The main characters in this film are all broken versions of Bond himself, curved or twisted reflections of his own pain. That might not sound like a recipe for escapist entertainment of the kind we’ve gotten used to from the Bond franchise. Some of the joys of the series seem far away in these five films precisely because they are not “James Bond films.” These are films about James Bond that are less about indulging in excess and more about figuring out why you have to fill your life with excess in the first place.
Craig’s Bond could long for a normal life. Maybe he would like to become a father. But he can’t have both. In the end, he only knows himself, and hardly at all. The Craig series of Bond films marks the first time the franchise grapples with the fact that the protagonist is a narcissist who is completely entangled in himself as a form of defense mechanism against more heartache. To become a true hero, Bond must perform one last, completely selfless act. He has to die to save the whole world, more precisely the woman and child he loves. True maturity isn’t just about getting older. It is also about recognizing that there are people besides the one you see in the mirror every day.
Sure, James Bond saves the day in all of these films, but that’s his job.
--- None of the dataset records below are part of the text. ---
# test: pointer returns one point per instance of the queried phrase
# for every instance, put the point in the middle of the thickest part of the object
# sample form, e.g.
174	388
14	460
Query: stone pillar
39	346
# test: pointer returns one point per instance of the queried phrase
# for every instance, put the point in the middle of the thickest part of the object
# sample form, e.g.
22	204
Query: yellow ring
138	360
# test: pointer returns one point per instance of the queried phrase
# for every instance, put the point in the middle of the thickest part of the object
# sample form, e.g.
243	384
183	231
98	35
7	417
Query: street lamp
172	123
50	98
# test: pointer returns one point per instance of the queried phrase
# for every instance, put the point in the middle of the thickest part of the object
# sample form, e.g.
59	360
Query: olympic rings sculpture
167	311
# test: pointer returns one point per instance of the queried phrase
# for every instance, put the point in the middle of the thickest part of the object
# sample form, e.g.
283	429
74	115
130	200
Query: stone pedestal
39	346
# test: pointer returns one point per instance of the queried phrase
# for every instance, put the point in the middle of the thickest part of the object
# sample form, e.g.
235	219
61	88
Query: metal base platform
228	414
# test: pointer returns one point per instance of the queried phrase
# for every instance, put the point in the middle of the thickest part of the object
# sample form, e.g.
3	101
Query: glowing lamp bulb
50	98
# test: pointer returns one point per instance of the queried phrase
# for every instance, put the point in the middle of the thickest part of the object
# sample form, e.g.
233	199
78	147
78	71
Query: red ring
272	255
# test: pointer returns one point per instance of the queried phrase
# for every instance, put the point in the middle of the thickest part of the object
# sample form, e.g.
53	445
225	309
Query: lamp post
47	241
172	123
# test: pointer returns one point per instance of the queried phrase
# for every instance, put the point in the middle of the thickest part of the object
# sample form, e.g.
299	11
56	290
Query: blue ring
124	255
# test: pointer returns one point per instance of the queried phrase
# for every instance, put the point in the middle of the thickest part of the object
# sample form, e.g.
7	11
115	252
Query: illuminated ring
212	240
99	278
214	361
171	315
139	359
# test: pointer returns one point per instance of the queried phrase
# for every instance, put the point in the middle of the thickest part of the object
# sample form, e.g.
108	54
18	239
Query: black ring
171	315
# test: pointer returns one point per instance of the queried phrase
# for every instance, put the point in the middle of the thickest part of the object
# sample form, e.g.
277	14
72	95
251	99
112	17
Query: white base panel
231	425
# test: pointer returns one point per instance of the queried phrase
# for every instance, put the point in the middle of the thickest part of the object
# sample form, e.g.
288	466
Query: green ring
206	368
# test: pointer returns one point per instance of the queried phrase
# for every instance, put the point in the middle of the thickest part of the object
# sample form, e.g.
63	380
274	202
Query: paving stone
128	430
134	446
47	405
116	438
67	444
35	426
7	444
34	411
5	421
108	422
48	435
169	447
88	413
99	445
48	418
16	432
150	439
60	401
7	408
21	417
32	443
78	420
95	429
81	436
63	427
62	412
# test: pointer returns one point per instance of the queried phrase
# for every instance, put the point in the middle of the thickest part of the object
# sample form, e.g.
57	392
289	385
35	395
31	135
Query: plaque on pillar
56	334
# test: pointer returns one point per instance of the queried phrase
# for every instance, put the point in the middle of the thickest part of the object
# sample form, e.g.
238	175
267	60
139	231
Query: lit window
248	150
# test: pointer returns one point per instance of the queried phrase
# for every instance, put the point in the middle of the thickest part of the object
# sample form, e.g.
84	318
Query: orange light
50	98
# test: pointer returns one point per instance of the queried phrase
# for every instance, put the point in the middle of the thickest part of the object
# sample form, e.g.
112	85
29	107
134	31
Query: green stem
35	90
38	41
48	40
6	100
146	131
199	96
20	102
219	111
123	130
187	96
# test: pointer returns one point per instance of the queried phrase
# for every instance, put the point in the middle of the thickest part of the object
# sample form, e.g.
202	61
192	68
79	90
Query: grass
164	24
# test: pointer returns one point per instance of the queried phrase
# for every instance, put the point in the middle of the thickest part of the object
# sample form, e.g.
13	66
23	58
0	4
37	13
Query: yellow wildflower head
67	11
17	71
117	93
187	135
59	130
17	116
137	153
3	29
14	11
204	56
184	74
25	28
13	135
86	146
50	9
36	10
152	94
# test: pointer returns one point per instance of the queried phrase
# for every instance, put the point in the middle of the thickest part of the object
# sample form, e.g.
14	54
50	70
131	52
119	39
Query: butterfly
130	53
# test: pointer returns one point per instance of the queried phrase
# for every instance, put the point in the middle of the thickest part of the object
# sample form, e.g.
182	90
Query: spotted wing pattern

He gets a lot of money for that. He also clearly enjoys his work. James Bond wouldn’t be attractive as a character if his life wasn’t fun! But the acceptance of death and the willingness to sacrifice yourself for the loved one exceeds the parameters of his job. Whether or not Ian Fleming came to terms with his own mortality before his death we’ll never know, but director Cary Fukunaga and the writers of No time to die gave his greatest creation the chance to make this final discovery. If James Bond ever had to die, it meant something.